Page 9 - MN
P. 9

9
Dictators and Other Crazy People
I wake up at 4:30 a.m. and realize I have almost an hour before I have to get up for an early round of golf. For once, I'm able to go back to sleep and the alarm wakes me at 5:20. I remember waking up around 2 a.m. and listening to a lecture on stoicism on YouTube for awhile before I could get back to sleep. Stoicism seems related to Buddhism, so now they both fascinate me, as does Marcus Arelius, the Roman emperor who had absolute power and could've wallowed in corruption and pleasure. Instead he spent years trying to become a good person.
Someone should come up with a ratio of bad dictators to good, but my feeling is the chances of getting a good dictator are about one percent. Yet people still fall for strongman leaders. Putin, Erdogan, Duterte, Xi Jinping, and all the other autocrats--people actually think that's a good way to go. Now, Trump. He fits the pattern and it scares me.
But I digress, and I get the feeling there will be more digressions in this book than actual action. I can do that because I'm a strongman author. I make my own rules.
I wake up in darkness. And again it's cold. For Thailand this is the dead of winter and the early temperature today is 15 degrees.
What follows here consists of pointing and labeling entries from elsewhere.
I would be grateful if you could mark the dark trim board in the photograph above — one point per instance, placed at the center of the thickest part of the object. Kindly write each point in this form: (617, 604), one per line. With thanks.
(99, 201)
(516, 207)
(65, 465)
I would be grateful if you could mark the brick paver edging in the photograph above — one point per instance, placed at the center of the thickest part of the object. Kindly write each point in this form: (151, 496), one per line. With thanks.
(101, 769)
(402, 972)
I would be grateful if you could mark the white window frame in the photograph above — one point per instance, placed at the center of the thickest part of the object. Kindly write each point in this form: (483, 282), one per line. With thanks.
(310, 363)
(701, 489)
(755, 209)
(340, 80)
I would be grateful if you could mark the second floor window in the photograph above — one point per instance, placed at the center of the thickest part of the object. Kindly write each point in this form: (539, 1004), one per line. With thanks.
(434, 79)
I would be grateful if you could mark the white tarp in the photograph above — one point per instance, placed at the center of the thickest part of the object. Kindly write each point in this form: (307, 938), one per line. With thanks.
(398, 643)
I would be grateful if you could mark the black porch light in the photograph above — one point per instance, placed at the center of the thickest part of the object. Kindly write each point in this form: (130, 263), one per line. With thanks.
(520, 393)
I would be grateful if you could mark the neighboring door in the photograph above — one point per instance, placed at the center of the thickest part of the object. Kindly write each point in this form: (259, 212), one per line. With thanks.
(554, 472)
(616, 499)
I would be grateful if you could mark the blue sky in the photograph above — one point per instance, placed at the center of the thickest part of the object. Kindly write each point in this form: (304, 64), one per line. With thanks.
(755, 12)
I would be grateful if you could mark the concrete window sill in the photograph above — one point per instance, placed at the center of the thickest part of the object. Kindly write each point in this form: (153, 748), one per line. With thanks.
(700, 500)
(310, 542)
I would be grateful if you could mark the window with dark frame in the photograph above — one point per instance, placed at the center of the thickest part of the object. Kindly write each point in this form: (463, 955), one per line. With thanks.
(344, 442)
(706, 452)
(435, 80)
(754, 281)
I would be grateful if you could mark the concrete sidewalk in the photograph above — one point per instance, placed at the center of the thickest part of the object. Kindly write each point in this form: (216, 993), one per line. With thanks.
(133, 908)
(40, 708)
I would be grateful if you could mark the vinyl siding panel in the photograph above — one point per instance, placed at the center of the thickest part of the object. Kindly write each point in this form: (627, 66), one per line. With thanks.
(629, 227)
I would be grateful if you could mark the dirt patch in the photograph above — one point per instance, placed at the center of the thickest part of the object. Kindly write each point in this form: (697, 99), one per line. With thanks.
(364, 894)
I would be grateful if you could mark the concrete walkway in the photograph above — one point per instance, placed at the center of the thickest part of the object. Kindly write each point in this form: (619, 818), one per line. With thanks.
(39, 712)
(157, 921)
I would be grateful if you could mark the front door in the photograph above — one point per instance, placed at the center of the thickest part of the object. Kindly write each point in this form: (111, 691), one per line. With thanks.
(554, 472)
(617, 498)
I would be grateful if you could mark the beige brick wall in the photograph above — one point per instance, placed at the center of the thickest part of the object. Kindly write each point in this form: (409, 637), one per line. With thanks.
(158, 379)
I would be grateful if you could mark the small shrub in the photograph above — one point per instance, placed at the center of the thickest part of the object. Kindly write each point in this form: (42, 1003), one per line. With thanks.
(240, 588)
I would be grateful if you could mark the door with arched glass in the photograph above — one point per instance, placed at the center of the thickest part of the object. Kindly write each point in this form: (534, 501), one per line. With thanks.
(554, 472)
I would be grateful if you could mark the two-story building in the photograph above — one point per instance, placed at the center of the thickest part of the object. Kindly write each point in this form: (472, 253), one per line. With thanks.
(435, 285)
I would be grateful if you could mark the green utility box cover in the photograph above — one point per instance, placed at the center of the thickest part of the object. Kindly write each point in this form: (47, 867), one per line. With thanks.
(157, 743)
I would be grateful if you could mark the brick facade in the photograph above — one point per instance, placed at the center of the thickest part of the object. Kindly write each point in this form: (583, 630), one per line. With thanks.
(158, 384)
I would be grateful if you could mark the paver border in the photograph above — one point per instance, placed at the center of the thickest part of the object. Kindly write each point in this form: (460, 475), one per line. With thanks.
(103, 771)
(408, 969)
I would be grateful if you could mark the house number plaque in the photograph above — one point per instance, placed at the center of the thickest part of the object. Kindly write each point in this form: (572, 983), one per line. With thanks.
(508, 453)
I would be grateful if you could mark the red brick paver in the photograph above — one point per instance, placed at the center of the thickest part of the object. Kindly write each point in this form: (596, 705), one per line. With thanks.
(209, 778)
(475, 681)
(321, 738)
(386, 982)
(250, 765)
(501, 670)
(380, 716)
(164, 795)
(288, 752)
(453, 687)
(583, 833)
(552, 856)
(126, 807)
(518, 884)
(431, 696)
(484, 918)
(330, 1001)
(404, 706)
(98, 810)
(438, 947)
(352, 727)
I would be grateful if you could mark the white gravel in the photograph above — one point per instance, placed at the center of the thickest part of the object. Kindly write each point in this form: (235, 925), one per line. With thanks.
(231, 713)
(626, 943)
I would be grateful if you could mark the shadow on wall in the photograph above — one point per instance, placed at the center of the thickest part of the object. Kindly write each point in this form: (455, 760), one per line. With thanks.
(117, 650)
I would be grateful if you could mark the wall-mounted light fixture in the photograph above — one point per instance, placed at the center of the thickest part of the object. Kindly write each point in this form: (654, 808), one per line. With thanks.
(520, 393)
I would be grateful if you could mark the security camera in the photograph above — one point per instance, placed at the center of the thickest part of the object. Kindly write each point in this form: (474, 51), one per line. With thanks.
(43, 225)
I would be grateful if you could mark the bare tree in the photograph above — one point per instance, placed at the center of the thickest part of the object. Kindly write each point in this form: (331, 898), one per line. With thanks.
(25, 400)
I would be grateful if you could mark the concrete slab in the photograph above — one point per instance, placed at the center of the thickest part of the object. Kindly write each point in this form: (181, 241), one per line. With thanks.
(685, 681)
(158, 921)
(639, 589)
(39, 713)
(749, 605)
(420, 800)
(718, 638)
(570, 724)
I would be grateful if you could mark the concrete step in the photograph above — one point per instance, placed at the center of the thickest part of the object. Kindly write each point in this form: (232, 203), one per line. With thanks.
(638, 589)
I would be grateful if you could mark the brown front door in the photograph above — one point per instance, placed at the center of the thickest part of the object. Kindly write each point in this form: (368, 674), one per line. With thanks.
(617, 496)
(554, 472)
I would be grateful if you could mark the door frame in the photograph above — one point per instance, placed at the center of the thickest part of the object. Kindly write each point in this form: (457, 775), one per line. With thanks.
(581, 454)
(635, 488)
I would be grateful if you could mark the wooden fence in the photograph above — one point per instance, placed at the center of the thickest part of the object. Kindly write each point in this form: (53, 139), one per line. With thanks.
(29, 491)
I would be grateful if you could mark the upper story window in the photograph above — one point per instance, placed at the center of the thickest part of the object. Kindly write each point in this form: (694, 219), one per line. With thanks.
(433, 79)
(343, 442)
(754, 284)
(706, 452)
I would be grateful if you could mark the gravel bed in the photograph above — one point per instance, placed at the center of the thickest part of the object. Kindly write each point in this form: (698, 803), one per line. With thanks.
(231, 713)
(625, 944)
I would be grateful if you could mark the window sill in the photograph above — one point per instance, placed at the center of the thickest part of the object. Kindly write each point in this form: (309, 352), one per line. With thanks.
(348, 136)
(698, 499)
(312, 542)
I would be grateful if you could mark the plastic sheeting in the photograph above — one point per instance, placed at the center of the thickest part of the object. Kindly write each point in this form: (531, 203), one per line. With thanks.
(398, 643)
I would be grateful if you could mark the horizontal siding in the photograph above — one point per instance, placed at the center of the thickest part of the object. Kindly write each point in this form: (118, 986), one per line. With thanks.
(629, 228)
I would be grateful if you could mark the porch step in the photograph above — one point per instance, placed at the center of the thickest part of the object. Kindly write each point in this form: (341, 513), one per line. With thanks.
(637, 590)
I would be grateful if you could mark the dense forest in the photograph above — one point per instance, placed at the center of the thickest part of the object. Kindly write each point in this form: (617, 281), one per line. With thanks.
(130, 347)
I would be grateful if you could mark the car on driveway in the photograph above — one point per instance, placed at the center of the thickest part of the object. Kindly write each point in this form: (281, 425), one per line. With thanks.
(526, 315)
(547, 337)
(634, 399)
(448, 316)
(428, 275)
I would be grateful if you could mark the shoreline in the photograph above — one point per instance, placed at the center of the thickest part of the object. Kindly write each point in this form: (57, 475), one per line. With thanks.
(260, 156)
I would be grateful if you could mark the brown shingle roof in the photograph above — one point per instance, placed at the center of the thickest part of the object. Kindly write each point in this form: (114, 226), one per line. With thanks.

I have no idea what that is in Fahrenheit, but I think it would be a mildly cold day in Seattle. Here it's Arctic.
I splash water on my hair and face (I showered before going to bed and don't think I got dirty sleeping), plug in the hot water pot and get dressed. Shorts, golf shirt, sweatshirt, another sweatshirt, and I'm ready. A little before six I head downstairs, turn off the outside lights, put on socks and my favorite Adidas shoes (wide, very wide) and head out to the car. I plug my phone into the dash and put on the Richard Russo novel. He wrote "Nobody's Fool", one of my all-time favorite books and one of my all-time favorite Paul Newman movies. I'm now going through all his books and they're amazing.
It takes less than ten minutes to get to North Hill golf course and there I meet Jeff, the guy who has a coffee-roasting business in Kelowna, British Columbia.
Jeff is one of the Canadian contingent I've met in Chiangmai, starting with Derek Schade, the golf pro who used to be at Chiangmai Highlands and is one of my favorite people in Thailand. His friend Jeff loves early, fast golf, so we are perfectly suited to play together. Oh sure, he outdrives me by about 100 yards and has me leaping out of my shoes trying for extra distance, but he is positive, good to talk to, and a new friend.